In some cases, as a renter, you may have to break your lease. This could be for a variety of reasons including divorce or job relocation. Whatever the reason is, you will have to be transparent with your property manager or landlord. This article will help describe how to get out of a lease if you are left with no other choice.
How to Get Out of A Lease
Step 1 – Review your Lease Agreement
It is absolutely essential that you revisit your lease agreement. Virtually all lease agreements have a fixed term of usually 1 year. If you want to break your lease prior to the end of the agreed upon term, you will be responsible for the remaining month’s rent. With that said, there are a variety of clauses to look for when reviewing your signed rental agreement. In addition, there are many states where there are circumstances that justify breaking your lease.
Common Lease Break Clauses
- The buy-out clause
- Some rental agreements have a buy-out clause that allow the tenant to break the lease for any reason as long as fees are paid. This is usually 30 days notice and 2 months of rent but can vary by contract.
- Early termination clause
Justifications of Breaking the Lease
- You are starting active military duty
- Under federal law, if you enter into active military duty, you have the right to break the lease. You must prove and give your landlord or property manager written notice that you intend to terminate your lease for military reasons.
- You are a victim of domestic violence
- In most states, if you are a victim of domestic violence and you provide the landlord a copy of the police report, you may be able to break your lease.
- Your Landlord Violates your Privacy Rights
- If your landlord is violating your privacy rights or harasses you, most states allow you break your lease.
- Property or Rental Unit is Unsafe to Occupy
- Most states allow for a lease to be broken if the property is not in safe condition and is not within the local and state housing codes. There are usually specific requirements the tenant must do in order for this to kick in. For example, giving the landlord a specific amount of time to repair the problem. The problem must be truly serious like a lack of heating or other essential service that could mean life or death for this to be applicable.
Step 2 – Break the Lease
If none of the above are applicable to you breaking the lease, the next step would be to break the lease while trying to save as much money as possible. Here are a few things you can do to limit the amount of headache and cost:
- Speak with your Landlord and find a Replacement
- If you have been a good tenant and have paid your rent on time, your landlord is much more likely to work with you. One way to break your lease is to speak with the landlord, explain your situation, and offer to help find a qualified tenant to take over your lease.

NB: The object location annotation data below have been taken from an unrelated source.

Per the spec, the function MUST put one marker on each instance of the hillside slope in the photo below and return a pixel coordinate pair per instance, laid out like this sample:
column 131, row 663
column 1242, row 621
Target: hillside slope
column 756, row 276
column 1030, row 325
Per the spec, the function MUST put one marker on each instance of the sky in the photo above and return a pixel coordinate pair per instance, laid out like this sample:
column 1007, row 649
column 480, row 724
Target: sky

- Break up the fees over Time
- If you cannot find a replacement, you will be responsible for the remaining month’s rent. One thing you can do is ask the landlord if you can pay a portion of the total fees over a few months instead of one lump sum.
- Give Notice and Forfeit your Deposit
- If you have many months left on the agreement, you may be able to work with the landlord and give them 60 days notice as well as forfeit your deposit. This would technically give the landlord 90 days to find a rental replacement.
At the end of the day, if you have no other choice but to break your lease, it is imperative that you work with your landlord to help them fill the vacancy with a quality tenant. A contract is there for a reason so make sure you abide by it or you may just have to face additional legal consequences and additional cost for breaking your lease too early.